Gallitto disputed Patterson's "contrived infraction" claim, saying that the chief admitted in the meeting that he had used the township computer for personal use.
Patterson also refers to a Dec. 30 meeting with Gallitto shortly before she took office. In that meeting, Gallitto brought up her husband's lawsuits against the township, he says.
Gallitto's husband, Nick Levinsky, a sergeant with the police department, sued the township and its civil service commission, contending a promotion exam wasn't properly scored. The lawsuit was unsuccessful.
"She pressured me to say that her husband was right in his claim against the township and insisted that I should have intervened on his behalf," Patterson wrote.

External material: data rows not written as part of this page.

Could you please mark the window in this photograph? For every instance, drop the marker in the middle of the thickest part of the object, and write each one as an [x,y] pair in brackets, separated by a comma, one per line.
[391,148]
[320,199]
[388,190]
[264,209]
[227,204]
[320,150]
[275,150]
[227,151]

Gallitto said she conducted meetings with all of the department heads before taking office to familiarize herself with department operations.
"No one else felt it created a hostile work environment," she said.
She said she only brought up the lawsuit when asking the chief if he thought that having two employees involved in a lawsuit working together affected morale.
Gallitto also said she asked Patterson if he had ever given his opinion on the matter and didn't say he should have intervened.
Accreditation question
Patterson said that Gallitto also expressed opposition to the accreditation process through the Commission on Accreditation for Law Enforcement Agencies Inc.
Gallitto said she questioned whether it was the most effective use of township money.
"I'm not saying that CALEA doesn't have value," she said.
The chief said that Gallitto also indicated opposition to a new substation on the township's north end.
"Although she didn't mention it, her husband had recently attempted to oust the supervisor of the unit working out of that substation and had tried to take his place," according to the memo.
"I had denied her husband's request, and his grievance had also been denied."
Gallitto said she brought up the substation in an effort to understand it as part of department operations. She questioned the rent amount, how the location was picked and how it's staffed.
She said she doesn't know details of the grievance to which Patterson refers.
"I met with all of the department heads at length and reviewed the budgets and operations in detail," Gallitto said.
"I find it curious that the department head who has the largest number of employees, and the largest amount of our budget, has the biggest problem with being questioned."